Work-in-progress represents cost incurred directly in respect of construction activity and indirect construction cost to the extent to which the expenditure is related to the construction or incidental thereto is valued at lower of cost or net realizable value
Amount of work in progress certified / billed in the subsequent year is pro-rated for the year under review, based on number of days involved.
Stocks of stores and scaffolding have been valued at cost or net realizable value, whichever is lower having regard to the life of such material used.
Stock of raw materials is valued at cost or net realizable value, whichever is lower.
Finished goods are valued at cost or market value, whichever is lower.
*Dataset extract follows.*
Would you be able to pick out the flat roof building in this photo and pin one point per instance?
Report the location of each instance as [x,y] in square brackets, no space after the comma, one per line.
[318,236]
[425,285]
l. Cash and cash equivalents
Cash and cash equivalents comprise of cash on hand, balances with banks, short-term deposits and short-term, highly liquid investments that are readily convertible to known amounts of cash and which are subject to an insignificant risk of changes in value and having original maturity of three months or less.
m. Equity instruments
An equity instrument is a contract that evidences residual interest in the assets of the company after deducting all of its liabilities.